Ajahn Mun Bhuridatta Thera (Thai: มั่น ภูริทตฺโต), 1870-1949, was a Thai Buddhist monk who is credited, along with his mentor, Phra Ajahn Sao Kantasilo Mahathera, with establishing the Thai Forest Tradition (the Kammatthana tradition) that subsequently spread throughout Thailand and to several countries abroad.
Ajahn Mun was born on Thursday, January 20, 1870, in a farming village named Baan Kham Bong, Khong Jiam, on the western bank of the Mekong River, in present day Si Mueang Mai District, Ubon Ratchathani Province of northeastern Thailand (Isan). Khong Jiam is located in a triangle of land where the Mun River flows into the Mekong River, as the Mekong turns east and flows into Laos. He was born into the Lao-speaking family of Kanhaew with Nai Kamduang as his father and Nang Jan as his mother. He was the eldest of nine children: eight boys and one girl.
Mun was first ordained as a novice monk at age 16, in the local village monastery of Khambong. As a youth, he studied Buddhist teachings, history and folk legends in Khom, Khmer and Tham scripts from fragile palm leaf texts stored in the monastery library. He remained a novice for two years, until 1888, when it was necessary for him to leave the monastery, at his father's request.

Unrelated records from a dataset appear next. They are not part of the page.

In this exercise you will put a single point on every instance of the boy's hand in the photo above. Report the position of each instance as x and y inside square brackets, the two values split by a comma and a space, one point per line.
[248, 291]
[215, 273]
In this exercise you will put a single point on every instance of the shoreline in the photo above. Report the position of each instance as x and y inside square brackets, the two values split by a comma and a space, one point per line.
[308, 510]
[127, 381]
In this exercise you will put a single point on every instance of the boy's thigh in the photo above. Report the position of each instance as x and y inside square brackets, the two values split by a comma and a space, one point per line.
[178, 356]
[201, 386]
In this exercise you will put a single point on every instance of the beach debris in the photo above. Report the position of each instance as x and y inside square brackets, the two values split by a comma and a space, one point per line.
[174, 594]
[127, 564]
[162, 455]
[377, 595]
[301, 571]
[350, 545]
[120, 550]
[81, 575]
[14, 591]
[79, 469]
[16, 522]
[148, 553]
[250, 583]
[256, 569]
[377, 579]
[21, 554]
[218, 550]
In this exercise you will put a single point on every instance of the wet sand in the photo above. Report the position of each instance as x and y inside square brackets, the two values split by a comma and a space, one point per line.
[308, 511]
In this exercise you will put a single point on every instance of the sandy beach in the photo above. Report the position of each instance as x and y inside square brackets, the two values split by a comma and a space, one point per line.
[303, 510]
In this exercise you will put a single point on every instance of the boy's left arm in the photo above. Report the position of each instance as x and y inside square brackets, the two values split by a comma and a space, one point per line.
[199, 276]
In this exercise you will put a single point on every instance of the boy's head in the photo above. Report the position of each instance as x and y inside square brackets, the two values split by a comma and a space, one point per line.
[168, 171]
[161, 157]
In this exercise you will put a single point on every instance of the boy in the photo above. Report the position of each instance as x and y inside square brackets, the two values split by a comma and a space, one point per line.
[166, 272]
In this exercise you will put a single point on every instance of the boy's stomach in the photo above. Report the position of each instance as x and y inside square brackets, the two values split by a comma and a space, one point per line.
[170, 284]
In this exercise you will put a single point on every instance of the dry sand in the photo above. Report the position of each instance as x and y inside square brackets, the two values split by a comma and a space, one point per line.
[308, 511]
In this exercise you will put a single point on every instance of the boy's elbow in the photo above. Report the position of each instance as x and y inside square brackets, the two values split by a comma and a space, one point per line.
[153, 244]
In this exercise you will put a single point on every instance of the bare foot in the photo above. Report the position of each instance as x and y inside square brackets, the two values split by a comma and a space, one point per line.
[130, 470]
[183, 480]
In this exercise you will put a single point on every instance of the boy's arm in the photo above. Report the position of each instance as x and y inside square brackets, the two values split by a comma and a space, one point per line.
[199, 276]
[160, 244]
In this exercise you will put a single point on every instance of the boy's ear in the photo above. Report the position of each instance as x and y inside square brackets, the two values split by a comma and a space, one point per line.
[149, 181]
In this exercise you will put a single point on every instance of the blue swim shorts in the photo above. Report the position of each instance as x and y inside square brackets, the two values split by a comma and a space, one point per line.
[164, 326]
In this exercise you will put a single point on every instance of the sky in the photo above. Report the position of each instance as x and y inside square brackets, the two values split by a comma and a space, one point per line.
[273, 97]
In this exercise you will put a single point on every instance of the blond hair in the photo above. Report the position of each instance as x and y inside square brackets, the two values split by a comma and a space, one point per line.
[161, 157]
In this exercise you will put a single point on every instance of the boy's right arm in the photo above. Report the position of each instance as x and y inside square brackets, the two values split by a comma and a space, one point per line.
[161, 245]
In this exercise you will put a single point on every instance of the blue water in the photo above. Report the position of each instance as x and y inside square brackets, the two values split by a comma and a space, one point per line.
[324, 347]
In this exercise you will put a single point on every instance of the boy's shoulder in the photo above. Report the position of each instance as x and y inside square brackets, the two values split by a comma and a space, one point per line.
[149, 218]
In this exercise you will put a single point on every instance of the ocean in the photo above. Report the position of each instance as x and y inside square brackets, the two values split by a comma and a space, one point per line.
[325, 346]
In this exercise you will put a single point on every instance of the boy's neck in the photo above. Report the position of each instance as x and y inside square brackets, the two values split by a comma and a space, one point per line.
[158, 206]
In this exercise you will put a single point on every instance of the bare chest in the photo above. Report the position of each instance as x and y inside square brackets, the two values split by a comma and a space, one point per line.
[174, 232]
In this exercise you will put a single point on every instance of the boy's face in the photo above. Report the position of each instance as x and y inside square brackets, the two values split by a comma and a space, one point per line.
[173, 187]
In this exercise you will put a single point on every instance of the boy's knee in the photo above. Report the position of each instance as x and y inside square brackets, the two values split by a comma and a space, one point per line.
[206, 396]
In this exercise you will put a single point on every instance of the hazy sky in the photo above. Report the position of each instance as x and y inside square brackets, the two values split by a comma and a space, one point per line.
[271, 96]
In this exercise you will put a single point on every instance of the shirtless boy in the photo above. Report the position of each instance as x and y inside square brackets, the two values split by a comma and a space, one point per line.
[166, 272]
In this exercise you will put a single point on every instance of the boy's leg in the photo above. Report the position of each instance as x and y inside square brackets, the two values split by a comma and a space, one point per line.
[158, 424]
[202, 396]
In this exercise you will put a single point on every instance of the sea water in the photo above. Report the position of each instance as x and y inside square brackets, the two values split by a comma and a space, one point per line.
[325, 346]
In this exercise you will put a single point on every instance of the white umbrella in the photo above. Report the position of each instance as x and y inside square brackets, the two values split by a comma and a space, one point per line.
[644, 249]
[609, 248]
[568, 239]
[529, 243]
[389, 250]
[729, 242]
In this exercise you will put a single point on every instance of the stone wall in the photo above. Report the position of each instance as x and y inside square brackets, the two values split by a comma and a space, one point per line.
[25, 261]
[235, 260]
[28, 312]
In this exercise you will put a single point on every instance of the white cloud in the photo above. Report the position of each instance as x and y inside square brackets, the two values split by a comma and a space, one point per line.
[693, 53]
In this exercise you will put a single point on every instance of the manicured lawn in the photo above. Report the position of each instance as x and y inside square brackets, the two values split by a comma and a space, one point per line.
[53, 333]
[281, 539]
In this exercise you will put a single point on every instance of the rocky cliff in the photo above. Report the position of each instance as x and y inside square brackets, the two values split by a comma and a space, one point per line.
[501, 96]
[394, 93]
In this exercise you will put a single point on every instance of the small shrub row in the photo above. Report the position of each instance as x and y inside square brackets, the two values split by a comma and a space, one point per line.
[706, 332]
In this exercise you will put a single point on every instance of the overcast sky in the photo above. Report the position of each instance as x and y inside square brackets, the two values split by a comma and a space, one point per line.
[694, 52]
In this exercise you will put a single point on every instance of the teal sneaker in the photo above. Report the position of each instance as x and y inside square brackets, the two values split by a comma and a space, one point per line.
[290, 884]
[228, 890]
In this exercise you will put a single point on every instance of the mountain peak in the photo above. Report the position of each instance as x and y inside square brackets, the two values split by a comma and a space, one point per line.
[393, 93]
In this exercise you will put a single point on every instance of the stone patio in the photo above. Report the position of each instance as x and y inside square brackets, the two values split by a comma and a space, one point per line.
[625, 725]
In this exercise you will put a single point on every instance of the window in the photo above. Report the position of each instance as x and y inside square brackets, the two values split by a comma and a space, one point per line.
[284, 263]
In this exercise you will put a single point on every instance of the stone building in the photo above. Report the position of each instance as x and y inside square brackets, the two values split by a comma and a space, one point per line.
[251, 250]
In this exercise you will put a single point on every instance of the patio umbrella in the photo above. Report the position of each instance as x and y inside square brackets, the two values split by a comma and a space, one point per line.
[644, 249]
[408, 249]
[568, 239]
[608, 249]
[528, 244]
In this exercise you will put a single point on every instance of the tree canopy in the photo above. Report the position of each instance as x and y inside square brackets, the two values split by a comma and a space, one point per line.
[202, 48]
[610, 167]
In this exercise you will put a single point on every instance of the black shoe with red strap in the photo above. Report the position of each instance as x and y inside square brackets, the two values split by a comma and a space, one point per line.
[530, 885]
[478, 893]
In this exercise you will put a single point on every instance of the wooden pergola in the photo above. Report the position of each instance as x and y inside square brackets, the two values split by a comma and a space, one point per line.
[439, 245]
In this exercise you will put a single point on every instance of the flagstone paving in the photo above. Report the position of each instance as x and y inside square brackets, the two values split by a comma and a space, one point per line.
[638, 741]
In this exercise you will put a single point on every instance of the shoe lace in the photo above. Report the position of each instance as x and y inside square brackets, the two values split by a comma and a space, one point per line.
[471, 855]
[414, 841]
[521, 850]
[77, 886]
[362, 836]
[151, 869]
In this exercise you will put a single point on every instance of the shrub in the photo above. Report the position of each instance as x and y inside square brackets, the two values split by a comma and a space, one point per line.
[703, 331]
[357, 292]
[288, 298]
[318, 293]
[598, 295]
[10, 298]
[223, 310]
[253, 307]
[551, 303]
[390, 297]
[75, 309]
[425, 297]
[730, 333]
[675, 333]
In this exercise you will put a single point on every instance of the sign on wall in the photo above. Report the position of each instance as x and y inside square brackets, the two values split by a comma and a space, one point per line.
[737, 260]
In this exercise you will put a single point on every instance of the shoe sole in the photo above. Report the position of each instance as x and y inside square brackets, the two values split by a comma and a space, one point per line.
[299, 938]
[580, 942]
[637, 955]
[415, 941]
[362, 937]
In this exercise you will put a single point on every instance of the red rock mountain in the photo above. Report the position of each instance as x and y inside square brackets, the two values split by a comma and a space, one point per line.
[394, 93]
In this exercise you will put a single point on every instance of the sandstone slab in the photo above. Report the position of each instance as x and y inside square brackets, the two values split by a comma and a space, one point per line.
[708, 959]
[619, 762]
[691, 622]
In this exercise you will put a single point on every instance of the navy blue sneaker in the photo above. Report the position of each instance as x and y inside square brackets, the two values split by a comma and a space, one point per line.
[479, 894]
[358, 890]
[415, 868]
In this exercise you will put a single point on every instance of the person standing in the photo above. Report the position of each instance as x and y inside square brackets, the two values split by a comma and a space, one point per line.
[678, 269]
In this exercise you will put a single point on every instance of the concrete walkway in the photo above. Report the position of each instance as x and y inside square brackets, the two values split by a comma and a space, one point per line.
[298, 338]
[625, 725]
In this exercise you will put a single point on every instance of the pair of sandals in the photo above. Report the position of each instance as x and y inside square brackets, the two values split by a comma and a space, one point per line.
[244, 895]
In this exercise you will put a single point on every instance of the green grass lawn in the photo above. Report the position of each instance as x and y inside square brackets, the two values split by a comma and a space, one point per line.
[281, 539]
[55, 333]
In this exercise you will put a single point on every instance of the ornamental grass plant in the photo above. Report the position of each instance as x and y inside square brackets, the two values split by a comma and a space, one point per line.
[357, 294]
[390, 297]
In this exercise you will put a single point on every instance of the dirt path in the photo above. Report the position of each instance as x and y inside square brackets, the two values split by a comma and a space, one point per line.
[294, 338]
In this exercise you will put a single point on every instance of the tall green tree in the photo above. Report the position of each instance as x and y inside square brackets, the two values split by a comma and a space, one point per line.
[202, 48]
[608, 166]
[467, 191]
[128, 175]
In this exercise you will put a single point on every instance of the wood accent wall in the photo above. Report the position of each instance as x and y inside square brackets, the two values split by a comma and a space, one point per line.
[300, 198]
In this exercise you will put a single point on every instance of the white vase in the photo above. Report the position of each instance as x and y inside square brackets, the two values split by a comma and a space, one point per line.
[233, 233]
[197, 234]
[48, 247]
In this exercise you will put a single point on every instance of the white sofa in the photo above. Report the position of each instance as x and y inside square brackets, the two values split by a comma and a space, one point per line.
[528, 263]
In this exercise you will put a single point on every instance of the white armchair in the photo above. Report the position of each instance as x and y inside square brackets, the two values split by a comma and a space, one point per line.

Ajaan Mun's mode of practice was solitary and strict. He followed the Vinaya (monastic discipline) faithfully, and also observed many of what are known as the 13 classic dhutanga (ascetic) practices, such as living off alms, wearing robes made of cast-off rags, dwelling in the forest and eating only one meal a day. Searching out secluded places in the wilds of Thailand and Laos, he avoided the responsibilities of settled monastic life and spent long hours of the day and night in meditation. In spite of his reclusive nature, he attracted a large following of students willing to endure the hardships of forest life in order to study with him.